Avec persévérance et subtilité, Delphine Horvilleur fait profondément bouger les lignes en France depuis dix ans. Rabbin de Judaïsme en mouvement, elle officie à la synagogue parisienne de Beaugrenelle et intervient dans le débat public autour des questions d’émancipation, de parité et de lutte contre l’antisémitisme. Aujourd’hui, un an après le début de la pandémie, Horvilleur livre une facette très intime de son existence et de son travail lors des enterrements, mission consistant à retisser les liens entre les vivants et les morts. Dans ce livre érudit, profond, éclaboussé d’humour grinçant – politesse du désespoir eschatologique -, où l’on croise Simone Veil, Marceline Loridan et d’étonnants anonymes, l’on découvre que le cimetière est, littéralement, le «jardin des vivants». Rencontre avec une conteuse.
Madame figaro. – La mort est dans la vie comme le noyau dans le fruit.
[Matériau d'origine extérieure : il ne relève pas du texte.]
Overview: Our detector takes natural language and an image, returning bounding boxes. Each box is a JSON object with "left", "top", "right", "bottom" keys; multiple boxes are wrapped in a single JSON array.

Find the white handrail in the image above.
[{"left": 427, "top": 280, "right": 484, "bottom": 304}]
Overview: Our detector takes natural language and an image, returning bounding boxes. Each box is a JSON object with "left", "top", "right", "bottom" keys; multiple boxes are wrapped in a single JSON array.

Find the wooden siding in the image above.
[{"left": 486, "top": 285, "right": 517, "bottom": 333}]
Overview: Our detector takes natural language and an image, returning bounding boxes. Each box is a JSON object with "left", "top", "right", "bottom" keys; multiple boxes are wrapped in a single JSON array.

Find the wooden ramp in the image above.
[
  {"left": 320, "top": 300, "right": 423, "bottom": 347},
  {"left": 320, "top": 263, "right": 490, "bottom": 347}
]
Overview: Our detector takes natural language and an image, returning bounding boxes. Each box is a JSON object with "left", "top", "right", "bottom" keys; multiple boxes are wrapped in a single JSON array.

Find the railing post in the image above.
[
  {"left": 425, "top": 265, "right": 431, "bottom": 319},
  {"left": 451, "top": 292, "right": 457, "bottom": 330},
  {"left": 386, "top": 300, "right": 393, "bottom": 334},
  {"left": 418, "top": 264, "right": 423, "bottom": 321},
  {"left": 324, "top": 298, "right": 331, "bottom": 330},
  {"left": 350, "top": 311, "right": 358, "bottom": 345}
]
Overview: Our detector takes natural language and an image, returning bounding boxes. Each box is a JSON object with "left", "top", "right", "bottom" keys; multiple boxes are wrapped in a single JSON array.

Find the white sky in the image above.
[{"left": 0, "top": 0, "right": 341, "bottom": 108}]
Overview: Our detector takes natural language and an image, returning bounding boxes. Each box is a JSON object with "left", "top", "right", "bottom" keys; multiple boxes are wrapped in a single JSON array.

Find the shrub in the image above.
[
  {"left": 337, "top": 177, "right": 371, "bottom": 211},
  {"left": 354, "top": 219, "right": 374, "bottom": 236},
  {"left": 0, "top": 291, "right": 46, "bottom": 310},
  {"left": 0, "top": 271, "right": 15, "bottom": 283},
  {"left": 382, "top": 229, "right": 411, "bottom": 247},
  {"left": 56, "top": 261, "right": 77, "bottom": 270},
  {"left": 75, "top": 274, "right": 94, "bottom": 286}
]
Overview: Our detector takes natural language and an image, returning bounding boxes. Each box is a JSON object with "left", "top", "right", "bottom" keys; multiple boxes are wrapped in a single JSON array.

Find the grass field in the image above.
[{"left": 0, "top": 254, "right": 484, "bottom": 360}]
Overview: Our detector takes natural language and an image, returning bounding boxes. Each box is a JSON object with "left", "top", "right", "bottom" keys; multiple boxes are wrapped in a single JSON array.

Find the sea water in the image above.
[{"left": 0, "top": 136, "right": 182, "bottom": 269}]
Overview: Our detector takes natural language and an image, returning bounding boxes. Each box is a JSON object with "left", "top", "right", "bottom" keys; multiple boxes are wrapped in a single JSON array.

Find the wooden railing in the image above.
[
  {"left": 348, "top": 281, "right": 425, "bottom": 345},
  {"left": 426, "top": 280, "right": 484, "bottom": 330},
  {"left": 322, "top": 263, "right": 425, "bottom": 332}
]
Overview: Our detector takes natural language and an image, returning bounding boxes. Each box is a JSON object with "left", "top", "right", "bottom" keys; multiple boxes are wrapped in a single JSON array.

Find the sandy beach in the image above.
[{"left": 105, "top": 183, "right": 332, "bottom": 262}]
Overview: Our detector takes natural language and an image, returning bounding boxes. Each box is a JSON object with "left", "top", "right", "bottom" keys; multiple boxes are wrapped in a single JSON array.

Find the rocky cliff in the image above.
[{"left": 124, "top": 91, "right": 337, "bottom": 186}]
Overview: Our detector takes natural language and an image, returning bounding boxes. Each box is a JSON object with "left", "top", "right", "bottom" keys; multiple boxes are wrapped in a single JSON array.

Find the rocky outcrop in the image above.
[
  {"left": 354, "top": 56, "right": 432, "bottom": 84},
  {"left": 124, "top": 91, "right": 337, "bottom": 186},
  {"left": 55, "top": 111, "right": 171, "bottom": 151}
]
Scientifiquement, c’est l’apoptose, et vous le rappelez. Comment définiriez-vous votre mission lors des enterrements, puisque ce livre en évoque plusieurs ?
Delphine Horvilleur. -Trouver les mots, connaître les gestes de la tradition, offrir un récit qui permet de retisser les vivants et les morts, ravauder le panier. En hébreu, le mot «génération» signifie aussi «l’art de tisser des paniers». Si on loupe une ligne quand on fabrique le panier, tout l’édifice s’écroule. Tous nos paniers sont un peu abîmés. Ça n’existe pas un panier parfait. Mais au moment de la mort, s’offre une possibilité de retisser, de donner aux survivants un fil pour reprendre ou continuer le dialogue intergénérationnel. C’est ma responsabilité de rabbin.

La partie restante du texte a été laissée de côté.